Chee Khaw, Marina Mankarous and Chloe Auckland assisted PhD student Lisa Frost in investigating eye problems associated with cystinosis, a disease that occurs when the body’s mechanism to remove the amino acid cysteine breaks down. If left untreated, the inherited illness can result in kidney failure before a child reaches the age of 10. One of the effects of the disease is the build up of cysteine crystals in the eyes, which causes pain, discomfort and photophobia.
The research was showcased at the Cystinosis Research Network (CRN) international conference in San Francisco in July and, recently, at the UK’s CRN conference, alongside work pharmaceutical scientists are carrying out at Sunderland to improve drug treatment and to learn more about the disease.
Roz Anderson, professor of pharmaceutical chemistry at Sunderland, who is leading the research, said: “[Patients who have cystinosis] often have to endure eye drops every hour, which stings. The effects also do not last very long. The current medication oxidises very quickly, even if it’s stored in the fridge, [so] it’s not very efficient.”
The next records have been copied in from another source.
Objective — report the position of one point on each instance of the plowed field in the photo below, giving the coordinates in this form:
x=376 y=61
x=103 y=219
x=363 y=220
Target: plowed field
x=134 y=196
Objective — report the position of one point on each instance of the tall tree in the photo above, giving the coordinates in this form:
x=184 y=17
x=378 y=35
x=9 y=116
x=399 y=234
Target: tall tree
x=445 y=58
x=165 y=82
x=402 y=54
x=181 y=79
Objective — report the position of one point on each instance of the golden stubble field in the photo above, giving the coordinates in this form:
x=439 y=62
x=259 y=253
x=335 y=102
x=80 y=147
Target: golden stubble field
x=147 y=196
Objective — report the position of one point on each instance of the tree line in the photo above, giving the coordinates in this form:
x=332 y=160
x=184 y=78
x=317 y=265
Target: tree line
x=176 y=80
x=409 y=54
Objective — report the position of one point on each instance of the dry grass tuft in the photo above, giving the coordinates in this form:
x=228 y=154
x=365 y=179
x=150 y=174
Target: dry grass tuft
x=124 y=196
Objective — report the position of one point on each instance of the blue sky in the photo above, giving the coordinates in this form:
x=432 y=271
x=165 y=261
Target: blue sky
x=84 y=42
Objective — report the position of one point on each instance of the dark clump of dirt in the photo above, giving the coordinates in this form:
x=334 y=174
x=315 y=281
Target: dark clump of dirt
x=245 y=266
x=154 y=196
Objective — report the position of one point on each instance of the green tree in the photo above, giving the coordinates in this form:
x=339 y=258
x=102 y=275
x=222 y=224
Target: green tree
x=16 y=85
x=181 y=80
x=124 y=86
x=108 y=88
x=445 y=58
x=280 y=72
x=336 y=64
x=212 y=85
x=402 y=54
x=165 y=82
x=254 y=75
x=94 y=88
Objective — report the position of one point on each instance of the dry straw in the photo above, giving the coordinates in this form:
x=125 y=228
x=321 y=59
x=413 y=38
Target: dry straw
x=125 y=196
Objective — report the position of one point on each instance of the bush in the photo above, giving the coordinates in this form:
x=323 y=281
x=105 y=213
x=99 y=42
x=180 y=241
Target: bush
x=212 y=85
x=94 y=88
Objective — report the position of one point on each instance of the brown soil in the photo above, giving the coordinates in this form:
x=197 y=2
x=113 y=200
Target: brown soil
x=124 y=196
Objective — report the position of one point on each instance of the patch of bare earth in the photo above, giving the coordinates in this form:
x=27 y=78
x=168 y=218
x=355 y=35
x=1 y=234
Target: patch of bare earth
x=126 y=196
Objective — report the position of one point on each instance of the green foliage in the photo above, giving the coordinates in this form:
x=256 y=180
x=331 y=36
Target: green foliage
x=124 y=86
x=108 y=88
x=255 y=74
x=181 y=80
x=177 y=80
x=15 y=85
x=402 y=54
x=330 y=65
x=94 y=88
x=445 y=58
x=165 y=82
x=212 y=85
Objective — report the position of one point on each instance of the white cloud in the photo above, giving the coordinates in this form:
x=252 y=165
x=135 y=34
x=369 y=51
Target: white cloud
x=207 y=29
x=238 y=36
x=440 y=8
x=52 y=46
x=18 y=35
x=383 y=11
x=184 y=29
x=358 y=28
“Lisa has designed and made some prodrugs for ocular use and the three students have been looking at different aspects of those drugs, helping us to select which ones have the best properties that we can take forward for clinical trials,” she added.
Ms Mankarous, from Canada, has been screening the drugs for toxicity; Mr Khaw, from Malaysia, has been investigating their absorption properties; and Ms Auckland, from Barnsley, has been assessing the stability of the drugs under different conditions.